A List of Plein Air Painting Books - Plus a Painting!

I'm a firm believer in having a library of books built around your passion. My passion, of course, is plein air painting, and so over the years I've accumulated quite a collection. Some are excellent and bear reading over and over again. I've started a list on Amazon.com of my favorites. Not all of the books address plein air specifically, but they all address important principles for the plein air painter. If you have a moment, I'd love to have you look at the list and let me know if I've missed an important book. The list is here.

The other day I wrote about saving a painting by cropping with a bandsaw and other desperate means. Sometimes, a painting is "close" and just needs a few tweaks. I had a painting like that, a 12x16 oil that I knew immediately upon getting home that it needed adjustment.

I was with a student over near Bell Rock, a popular vortex destination for tourists. Normally, I would avoid a spot that has the potential for high curiosity traffic, but it was early in the morning, and we had gotten some good, strong coffee and were feeling bullish. Because the parking lot was virtually empty, we set up there. We had a great view of some rim-lit rocks. In the process of trying to make the shadowed trees below the rocks "read" as shadowed and the sunlit trees "read" as sunlit, I made the sunlit trees too bright in value. The painting looked fine in the field, and as the parking lot filled to capacity, a number of tourists told me so. Never listen to spectactors!
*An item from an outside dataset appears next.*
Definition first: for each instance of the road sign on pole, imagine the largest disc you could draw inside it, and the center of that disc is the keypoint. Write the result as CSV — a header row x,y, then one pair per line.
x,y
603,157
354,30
Once I got it home, I knew it needed some work. But I put it aside and forgot about it. Normally, the surface of an oil painting will still be "open" for another day so you can make adjustments. A couple of weeks later, when I pulled it out of the stack, it was bone-dry. Yesterday I gave it a good spray of retouch varnish to saturate the colors and prepare the surface for more painting. To adjust the light passages, I scumbled over a darker but warmer mixture. And since I'd sprayed the whole painting, I made other adjustments, too - cooler, richer color in the shadows to increase temperature contrast and intensified the highlights. I even sharpened the ravens you see circling about the rocks. (Adding animals to a painting can make it rather saccharine, but I added the ravens - which were really there! - for scale.)